Tatjana Vall, Warm Silver Skies at BRITTA RETTBERG, Munich
Warm Silver Skies by Tatjana Vall at BRITTA RETTBERG, Munich, from February 14 to March 29, 2025.
“But I don’t want comfort. I want God, I want poetry, I want real danger, I want freedom, I want goodness. I want sin.” – Aldous Huxley, Brave New World
There is something deeply human, and therefore deeply naïve, about our obsession with shrinking the infinite into a manageable image. We map the sky, turn it into coordinates, describe it with words that make it feel less alien. But space is not a rendering, and Tatjana Vall’s Warm Silver Skies reminds us of this. Here, the cosmos is not an open frontier but a conceptual trap, where our desire for knowledge clashes with the limits of perception.
Stepping into the exhibition, we find ourselves in a space that oscillates between a scientific laboratory and a sci-fi film set. Videos, sculptures, and wall-based works create an environment where time seems to stretch and space fragments into uncertainty. There is no linear narrative, just a lingering sense that each image is on the verge of revealing something, only to slip away the moment we try to grasp it.
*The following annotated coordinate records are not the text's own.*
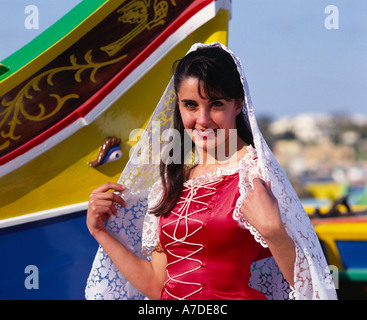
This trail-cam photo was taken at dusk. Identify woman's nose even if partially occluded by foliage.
[196,108,212,128]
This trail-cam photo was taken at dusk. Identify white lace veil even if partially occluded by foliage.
[85,43,336,299]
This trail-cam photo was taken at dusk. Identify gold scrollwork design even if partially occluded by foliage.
[0,50,127,150]
[0,0,176,154]
[101,0,176,57]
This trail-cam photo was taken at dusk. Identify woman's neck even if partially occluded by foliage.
[190,138,248,178]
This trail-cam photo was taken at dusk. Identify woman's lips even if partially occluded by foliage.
[195,129,215,138]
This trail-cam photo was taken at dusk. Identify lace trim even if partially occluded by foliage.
[162,179,221,300]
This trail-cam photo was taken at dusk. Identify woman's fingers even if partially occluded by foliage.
[89,199,117,216]
[92,182,126,193]
[89,182,126,207]
[89,192,126,207]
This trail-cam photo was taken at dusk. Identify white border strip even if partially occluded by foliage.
[0,201,88,229]
[0,0,231,178]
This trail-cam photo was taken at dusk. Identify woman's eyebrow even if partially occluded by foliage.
[180,99,197,103]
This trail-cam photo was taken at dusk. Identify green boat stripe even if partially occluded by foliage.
[0,0,108,81]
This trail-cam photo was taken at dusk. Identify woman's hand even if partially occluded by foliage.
[242,178,285,240]
[242,178,296,287]
[87,182,126,237]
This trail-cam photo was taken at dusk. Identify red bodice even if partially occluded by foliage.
[159,173,270,300]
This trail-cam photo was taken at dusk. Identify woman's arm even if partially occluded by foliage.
[242,178,296,286]
[87,183,167,299]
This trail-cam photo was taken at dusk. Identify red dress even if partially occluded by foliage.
[159,173,271,300]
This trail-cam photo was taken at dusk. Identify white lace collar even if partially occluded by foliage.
[184,145,257,187]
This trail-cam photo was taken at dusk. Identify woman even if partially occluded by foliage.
[86,44,335,300]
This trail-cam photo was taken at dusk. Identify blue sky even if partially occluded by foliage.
[0,0,367,118]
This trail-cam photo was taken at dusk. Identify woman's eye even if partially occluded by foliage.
[185,102,196,108]
[212,101,223,107]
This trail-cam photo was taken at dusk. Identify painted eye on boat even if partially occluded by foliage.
[101,146,122,164]
[89,137,122,168]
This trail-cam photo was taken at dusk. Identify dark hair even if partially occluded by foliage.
[150,47,253,216]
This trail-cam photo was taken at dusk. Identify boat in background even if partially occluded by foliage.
[304,184,367,300]
[0,0,231,299]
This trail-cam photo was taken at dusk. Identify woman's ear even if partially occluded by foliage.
[235,99,243,116]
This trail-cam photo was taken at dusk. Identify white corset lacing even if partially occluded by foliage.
[162,178,223,300]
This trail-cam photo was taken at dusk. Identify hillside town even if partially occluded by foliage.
[259,114,367,196]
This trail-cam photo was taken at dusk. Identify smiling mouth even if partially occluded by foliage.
[195,129,216,138]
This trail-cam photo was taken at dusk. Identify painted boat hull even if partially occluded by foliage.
[0,0,230,299]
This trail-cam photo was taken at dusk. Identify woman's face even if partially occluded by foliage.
[177,77,242,150]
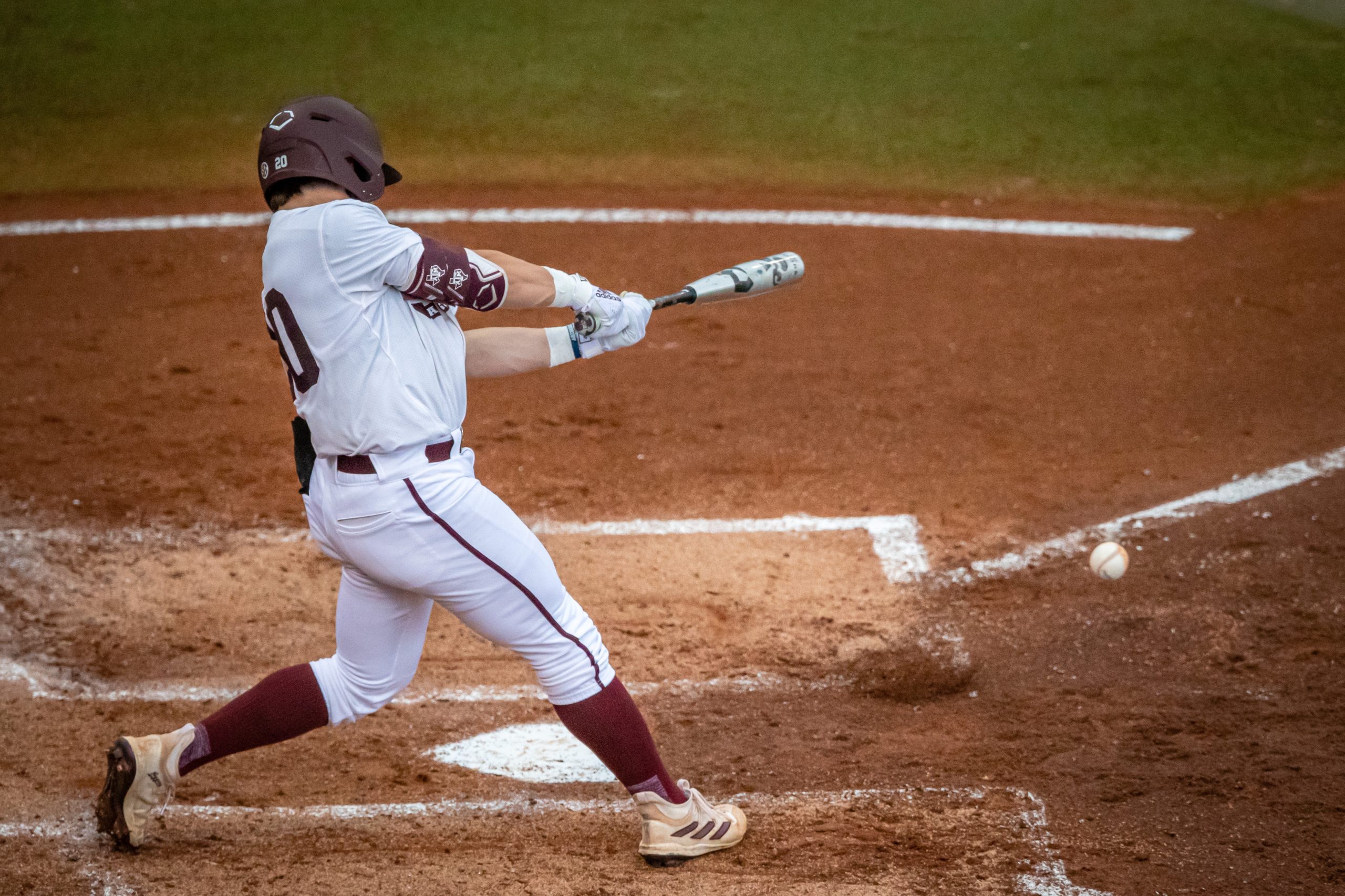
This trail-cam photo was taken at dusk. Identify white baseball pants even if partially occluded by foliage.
[304,450,615,725]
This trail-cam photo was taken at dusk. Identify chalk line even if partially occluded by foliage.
[929,448,1345,584]
[0,786,1105,896]
[0,207,1194,242]
[533,514,929,582]
[0,657,834,706]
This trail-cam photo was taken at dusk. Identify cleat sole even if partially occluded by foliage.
[94,737,136,851]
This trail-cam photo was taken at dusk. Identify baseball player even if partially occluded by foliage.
[96,97,747,865]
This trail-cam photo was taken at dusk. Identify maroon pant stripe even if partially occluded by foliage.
[402,477,603,687]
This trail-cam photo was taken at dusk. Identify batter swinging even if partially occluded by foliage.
[96,97,747,865]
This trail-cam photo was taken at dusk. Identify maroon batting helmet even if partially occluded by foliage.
[257,97,402,202]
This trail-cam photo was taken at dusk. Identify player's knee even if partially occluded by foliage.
[533,647,616,705]
[311,657,416,725]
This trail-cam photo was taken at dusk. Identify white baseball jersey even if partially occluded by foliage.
[261,199,507,457]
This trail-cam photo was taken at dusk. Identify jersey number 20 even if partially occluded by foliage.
[266,289,319,393]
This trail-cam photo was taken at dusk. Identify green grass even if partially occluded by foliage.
[0,0,1345,202]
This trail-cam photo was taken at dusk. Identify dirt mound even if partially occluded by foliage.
[841,626,977,704]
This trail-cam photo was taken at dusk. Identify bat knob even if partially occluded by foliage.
[574,311,597,336]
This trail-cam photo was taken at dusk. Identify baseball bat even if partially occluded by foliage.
[574,252,803,336]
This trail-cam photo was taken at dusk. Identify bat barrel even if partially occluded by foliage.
[683,252,803,303]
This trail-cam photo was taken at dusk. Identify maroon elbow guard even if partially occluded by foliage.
[402,237,509,311]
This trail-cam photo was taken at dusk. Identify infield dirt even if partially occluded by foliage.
[0,184,1345,894]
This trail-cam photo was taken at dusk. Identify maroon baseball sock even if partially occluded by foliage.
[178,663,327,775]
[555,678,686,803]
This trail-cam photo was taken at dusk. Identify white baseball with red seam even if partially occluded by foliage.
[1088,541,1130,578]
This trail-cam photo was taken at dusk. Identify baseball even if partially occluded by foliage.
[1088,541,1130,578]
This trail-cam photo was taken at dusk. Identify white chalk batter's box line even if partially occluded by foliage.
[0,448,1345,702]
[0,787,1107,896]
[0,209,1194,242]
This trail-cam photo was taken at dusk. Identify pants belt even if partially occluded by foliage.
[336,439,453,476]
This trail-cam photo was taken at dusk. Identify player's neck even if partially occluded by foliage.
[276,184,350,211]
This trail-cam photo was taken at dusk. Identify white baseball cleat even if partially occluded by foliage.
[635,780,748,868]
[94,725,196,849]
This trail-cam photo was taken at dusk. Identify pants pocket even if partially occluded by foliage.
[336,510,397,536]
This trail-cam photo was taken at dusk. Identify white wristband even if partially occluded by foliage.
[546,324,581,367]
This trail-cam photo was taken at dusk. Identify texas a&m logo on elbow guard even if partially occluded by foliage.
[402,237,509,316]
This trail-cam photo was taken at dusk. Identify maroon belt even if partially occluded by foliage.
[336,439,453,476]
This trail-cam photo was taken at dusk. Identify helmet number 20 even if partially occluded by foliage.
[265,289,320,395]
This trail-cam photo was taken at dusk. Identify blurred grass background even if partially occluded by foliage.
[0,0,1345,202]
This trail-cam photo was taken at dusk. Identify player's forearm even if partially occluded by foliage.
[464,327,552,378]
[475,249,555,308]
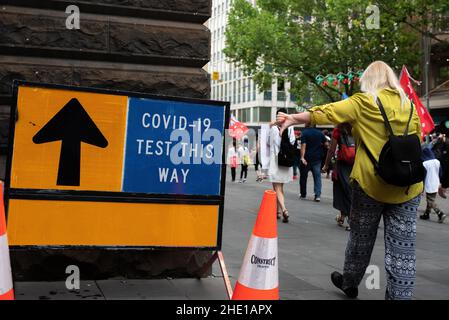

Vall’s mechanical sculptures resemble scientific instruments, but they lack any clear function. They feel like remnants of a future that has already passed, artifacts from a post-human era where technology is no longer a tool for understanding but something to be observed in itself. There is a strange familiarity to them, structures that seem to breathe, surfaces that reflect light with an almost organic intelligence.
The video works amplify this tension between fascination and deception. Through the camera’s eye, space becomes an abstraction, galaxies dissolving into digital textures, alien landscapes that feel more like simulations than real places. Vall exposes our tendency to turn the unfathomable into an image, to convince ourselves that a camera, a rendering, a composition can make the cosmos less distant.
This is the paradox we face: the more science (and science fiction) convinces us that space is accessible, the more Vall reminds us that it remains fundamentally beyond our grasp. Warm Silver Skies subtly but powerfully exposes how our visions of the future, and of space, are often more about comfort than truth.
And so, we return to Huxley’s words: we want poetry, we want risk, we want mystery. But perhaps we are not ready to accept that the universe is precisely that, a place that does not belong to us, one we cannot translate into images. And maybe, in the end, that’s exactly how it should be.